LIU: There are some pretty serious challenges with this approach. One of them is that all these quantum technologies are quite sophisticated, so making them work is not easy. Already, many of the things that people are doing in the lab today would have been miraculous 30 years ago. This is pushing the boundaries of what we know how to do from a technological perspective. The second challenge is to take these things we can do in the lab and actually apply them [to] solve real-world problems in a way that is cost effective. Many things that we can do right now are still probably a bit too expensive from any commercial application. If you look at where we stand today, there are really a variety of different quantum-based technologies that are relevant to information security. Some of them are actually commercially available today. For instance, Quantum Key Distribution exists as a commercial product. You can buy it, it's not even terribly expensive, and some of those products are becoming quite mature. In particular, there is a push to standardize technologies for Quantum Key Distribution so it will be easier for companies to buy them, and easier for people to integrate them into their existing set up.
Existing Computer Incorporation
CHABROW: Is this something that would be incorporated into existing computers, or would we have to build a whole new type of computer?
LIU: Most of the current products are designed to be incorporated into an existing network, so it would replace an existing data link with this quantum secure data link. Physically, the product actually just looks like another server box that you put into a rack and it just sits there along with your other hardware. It plugs directly into your existing network [and] it knows how to talk over IP and it fits right in with what you have already.
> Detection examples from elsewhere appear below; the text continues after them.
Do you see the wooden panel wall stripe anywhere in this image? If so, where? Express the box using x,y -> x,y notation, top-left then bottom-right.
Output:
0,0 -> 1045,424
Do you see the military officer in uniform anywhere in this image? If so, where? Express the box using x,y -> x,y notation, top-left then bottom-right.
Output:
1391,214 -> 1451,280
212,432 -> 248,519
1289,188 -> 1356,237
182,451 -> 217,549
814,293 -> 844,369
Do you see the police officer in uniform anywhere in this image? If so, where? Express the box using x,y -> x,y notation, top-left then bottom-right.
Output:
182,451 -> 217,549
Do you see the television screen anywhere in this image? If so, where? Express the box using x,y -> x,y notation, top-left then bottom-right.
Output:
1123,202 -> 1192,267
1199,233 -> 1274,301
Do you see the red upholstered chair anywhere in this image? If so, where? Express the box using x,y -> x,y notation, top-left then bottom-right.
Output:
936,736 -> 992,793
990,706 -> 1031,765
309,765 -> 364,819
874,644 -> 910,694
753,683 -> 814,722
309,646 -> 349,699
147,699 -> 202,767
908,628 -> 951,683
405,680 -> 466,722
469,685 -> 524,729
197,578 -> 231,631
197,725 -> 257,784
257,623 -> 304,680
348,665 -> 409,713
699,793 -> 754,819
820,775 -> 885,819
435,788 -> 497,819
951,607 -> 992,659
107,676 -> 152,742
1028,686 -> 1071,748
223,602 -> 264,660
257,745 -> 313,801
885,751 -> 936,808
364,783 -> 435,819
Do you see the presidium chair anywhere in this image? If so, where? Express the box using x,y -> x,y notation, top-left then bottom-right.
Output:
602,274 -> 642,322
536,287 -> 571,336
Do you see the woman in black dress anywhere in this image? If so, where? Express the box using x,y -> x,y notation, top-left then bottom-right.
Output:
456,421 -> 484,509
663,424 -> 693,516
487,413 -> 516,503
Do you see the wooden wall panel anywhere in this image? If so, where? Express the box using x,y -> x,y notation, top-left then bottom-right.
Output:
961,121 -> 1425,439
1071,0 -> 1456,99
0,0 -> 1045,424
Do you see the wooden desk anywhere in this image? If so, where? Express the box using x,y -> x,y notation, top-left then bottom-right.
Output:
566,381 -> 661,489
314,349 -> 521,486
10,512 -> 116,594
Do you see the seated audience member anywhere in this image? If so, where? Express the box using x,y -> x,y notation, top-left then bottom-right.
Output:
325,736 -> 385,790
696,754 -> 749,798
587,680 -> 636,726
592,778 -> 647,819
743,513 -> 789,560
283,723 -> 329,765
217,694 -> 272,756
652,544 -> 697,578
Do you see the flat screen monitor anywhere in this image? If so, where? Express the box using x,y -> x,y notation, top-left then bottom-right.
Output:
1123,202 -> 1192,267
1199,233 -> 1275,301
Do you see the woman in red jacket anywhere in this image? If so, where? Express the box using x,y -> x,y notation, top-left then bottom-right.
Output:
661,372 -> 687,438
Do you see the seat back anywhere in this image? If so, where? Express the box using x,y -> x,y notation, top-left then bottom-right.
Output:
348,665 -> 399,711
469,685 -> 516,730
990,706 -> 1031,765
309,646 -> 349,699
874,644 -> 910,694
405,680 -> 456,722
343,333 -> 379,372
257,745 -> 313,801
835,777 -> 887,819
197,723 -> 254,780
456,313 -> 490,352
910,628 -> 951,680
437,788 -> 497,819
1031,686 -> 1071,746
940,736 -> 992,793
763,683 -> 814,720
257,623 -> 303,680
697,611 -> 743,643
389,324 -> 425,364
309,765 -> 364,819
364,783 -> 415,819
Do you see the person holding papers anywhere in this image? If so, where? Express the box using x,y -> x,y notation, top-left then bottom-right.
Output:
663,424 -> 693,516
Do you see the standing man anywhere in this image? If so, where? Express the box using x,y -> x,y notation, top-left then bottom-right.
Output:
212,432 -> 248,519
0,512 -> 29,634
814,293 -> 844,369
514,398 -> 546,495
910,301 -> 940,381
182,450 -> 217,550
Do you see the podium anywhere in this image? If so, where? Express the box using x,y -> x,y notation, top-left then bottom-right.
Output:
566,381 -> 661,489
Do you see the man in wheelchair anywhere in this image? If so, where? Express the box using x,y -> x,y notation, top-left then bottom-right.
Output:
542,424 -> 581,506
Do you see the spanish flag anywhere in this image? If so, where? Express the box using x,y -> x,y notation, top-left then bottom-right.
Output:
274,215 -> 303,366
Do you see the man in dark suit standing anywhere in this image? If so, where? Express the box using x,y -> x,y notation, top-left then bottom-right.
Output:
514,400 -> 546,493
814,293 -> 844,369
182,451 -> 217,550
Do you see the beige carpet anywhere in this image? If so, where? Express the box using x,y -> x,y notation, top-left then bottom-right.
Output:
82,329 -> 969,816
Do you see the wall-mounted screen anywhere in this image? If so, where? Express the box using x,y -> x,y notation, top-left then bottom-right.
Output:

CHABROW: Do you think a product would come out of the research you're conducting in the format you just described?
LIU: I would hope for that. For the stuff that I'm doing, these one-shot memories, I think we are a little ways out from making it commercially practical. The technology itself could be available in five to 10 years. And we would hope that maybe it would take the form of a chip or a small hardware device the size of a hard drive. But we still have to do some more thinking about exactly what niche it would hope to [fill] in computer security. It would probably be used to protect some kind of high value information, maybe administrative passwords for some critical system. We would hope to find some application where the value of the information is sufficient that it would motivate the need for a quantum-based technology and justify some of the additional expense with deployment.
There are some big challenges with building quantum devices and computers, but little challenges have actually been getting knocked away one by one over the years. The long-term vision for this field is to build quantum computers. That is still some ways away, but there is progress on that front also. I guess it's dangerous to speculate about this, but there is a good chance that we might see some kind of interesting quantum computer [developments] during the next five to 10 years. It's not exactly clear how much we will be able to do, but we should be able to do things that at least go well beyond what we can imagine today. There is a lot of good work happening in this field, and it is starting to produce real results.